Human rights impact assessment of trade-related Intellectual property rights: a key strategy in post-2015 efforts to improve access to safe and accessible medicines

Journal of Health Diplomacy; 1 (1), 2013
Publication year: 2013

In 2013, more than half the world’s poor continue to lack access to essential medicines, despite a multitude of global health diplomacy efforts to increase access to affordable medicines in low and middle-income countries. This failure is exemplified in Millennium Development Goal (MDG) Target 8E which aims to increase access to affordable medicines, yet fails to address key causes of unaffordability, including trade-related intellectual property rights under World Trade Organization (WTO) and bilateral and regional free trade agreement rules. This commentary argues that addressing these price impacts is key to effectively advancing access to medicines and that such measures should be incorporated into goals to replace the MDGs after they expire in 2015. One way to do so is through the use of human rights impact assessment (HRIA) of trade-related intellectual property rights to mitigate the price impacts of these rights and realize state duties in order to provide access to affordable essential medicines.
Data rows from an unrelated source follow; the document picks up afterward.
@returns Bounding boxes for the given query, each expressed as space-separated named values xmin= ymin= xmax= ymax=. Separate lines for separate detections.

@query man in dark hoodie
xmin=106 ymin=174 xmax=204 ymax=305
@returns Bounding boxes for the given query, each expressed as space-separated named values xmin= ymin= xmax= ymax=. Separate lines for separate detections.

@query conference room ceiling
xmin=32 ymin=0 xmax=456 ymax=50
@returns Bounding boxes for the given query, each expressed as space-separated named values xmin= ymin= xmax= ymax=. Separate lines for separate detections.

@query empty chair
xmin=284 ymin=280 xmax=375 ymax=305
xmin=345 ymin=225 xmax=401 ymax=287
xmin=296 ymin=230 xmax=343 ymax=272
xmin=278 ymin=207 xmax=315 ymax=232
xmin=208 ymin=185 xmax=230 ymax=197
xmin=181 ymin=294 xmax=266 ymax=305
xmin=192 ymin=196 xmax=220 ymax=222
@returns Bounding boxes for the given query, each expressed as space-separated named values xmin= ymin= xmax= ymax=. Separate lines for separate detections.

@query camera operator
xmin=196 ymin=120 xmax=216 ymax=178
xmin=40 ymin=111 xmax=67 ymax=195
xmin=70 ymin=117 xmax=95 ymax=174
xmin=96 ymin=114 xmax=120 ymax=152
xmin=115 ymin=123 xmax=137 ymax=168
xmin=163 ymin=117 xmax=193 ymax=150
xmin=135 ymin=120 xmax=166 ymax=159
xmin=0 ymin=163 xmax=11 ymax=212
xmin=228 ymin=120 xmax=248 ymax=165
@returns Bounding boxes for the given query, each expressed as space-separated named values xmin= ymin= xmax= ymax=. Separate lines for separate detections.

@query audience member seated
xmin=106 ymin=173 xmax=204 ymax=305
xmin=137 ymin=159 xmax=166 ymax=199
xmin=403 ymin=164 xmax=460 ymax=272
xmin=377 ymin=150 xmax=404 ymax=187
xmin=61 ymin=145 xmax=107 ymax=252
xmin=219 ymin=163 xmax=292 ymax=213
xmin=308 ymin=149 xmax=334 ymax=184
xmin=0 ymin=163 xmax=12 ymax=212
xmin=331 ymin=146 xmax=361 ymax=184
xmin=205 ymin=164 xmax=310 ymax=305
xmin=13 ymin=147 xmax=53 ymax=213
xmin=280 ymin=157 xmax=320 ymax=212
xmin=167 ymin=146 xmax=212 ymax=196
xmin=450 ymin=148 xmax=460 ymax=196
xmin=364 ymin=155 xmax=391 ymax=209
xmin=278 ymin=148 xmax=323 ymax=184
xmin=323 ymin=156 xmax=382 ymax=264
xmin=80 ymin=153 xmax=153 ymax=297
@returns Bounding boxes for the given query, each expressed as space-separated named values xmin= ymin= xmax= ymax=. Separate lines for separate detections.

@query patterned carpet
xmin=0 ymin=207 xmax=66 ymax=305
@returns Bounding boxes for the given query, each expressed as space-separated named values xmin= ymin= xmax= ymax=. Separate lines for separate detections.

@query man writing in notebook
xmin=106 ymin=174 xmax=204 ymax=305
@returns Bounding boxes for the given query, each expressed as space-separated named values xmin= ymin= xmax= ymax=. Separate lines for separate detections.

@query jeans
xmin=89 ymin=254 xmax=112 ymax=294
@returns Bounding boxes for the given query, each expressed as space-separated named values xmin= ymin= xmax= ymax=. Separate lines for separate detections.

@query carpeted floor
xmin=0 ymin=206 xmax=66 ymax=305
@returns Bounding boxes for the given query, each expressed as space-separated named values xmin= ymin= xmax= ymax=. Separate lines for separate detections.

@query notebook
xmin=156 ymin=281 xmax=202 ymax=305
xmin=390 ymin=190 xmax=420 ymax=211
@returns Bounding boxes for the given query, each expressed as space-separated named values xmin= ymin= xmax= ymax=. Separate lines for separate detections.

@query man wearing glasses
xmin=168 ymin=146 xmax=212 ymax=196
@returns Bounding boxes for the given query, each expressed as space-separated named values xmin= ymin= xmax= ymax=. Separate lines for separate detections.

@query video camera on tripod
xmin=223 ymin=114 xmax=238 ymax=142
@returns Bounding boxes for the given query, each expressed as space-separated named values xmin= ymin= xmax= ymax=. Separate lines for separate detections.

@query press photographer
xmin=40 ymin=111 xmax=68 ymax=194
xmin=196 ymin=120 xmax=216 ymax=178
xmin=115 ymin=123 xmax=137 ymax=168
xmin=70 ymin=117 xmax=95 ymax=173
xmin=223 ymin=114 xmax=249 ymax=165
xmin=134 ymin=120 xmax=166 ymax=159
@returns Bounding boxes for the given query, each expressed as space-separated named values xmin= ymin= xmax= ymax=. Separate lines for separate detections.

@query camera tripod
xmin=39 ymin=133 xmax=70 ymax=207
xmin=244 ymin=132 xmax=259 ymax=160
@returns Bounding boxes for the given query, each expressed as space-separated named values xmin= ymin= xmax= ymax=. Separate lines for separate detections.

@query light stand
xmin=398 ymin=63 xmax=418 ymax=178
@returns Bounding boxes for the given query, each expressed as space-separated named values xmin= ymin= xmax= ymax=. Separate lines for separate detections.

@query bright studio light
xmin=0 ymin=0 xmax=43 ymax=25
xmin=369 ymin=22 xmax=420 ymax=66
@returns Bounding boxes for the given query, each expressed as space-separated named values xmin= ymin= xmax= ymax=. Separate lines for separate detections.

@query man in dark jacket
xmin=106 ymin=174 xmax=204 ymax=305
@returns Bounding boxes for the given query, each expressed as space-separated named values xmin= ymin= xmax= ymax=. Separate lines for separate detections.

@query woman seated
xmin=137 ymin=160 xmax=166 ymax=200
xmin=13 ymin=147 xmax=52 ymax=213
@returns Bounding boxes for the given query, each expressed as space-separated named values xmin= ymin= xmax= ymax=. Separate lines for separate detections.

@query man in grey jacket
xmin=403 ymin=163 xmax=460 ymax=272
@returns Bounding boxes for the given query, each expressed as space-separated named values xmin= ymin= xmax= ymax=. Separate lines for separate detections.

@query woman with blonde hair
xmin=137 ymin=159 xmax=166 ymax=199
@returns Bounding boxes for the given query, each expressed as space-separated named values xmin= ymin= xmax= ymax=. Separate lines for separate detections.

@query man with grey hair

An HRIA requires policy makers to assess the impacts of trade-related intellectual property rights on medicine affordability and access, and to accordingly remedy any negative impacts on medicines access. Multiple global health and human rights actors and institutions endorse their use, and significant attention has been brought to developing effective, robust and user-friendly methodologies. Global policy makers formulating post-2015 access-to-medicine goals should ensure that HRIAs are adopted as a pragmatic and widely agreed upon means of protecting drugs from a key structural determinant of inaccessibility, and realizing universal access as a prioritized aspect of the right to health.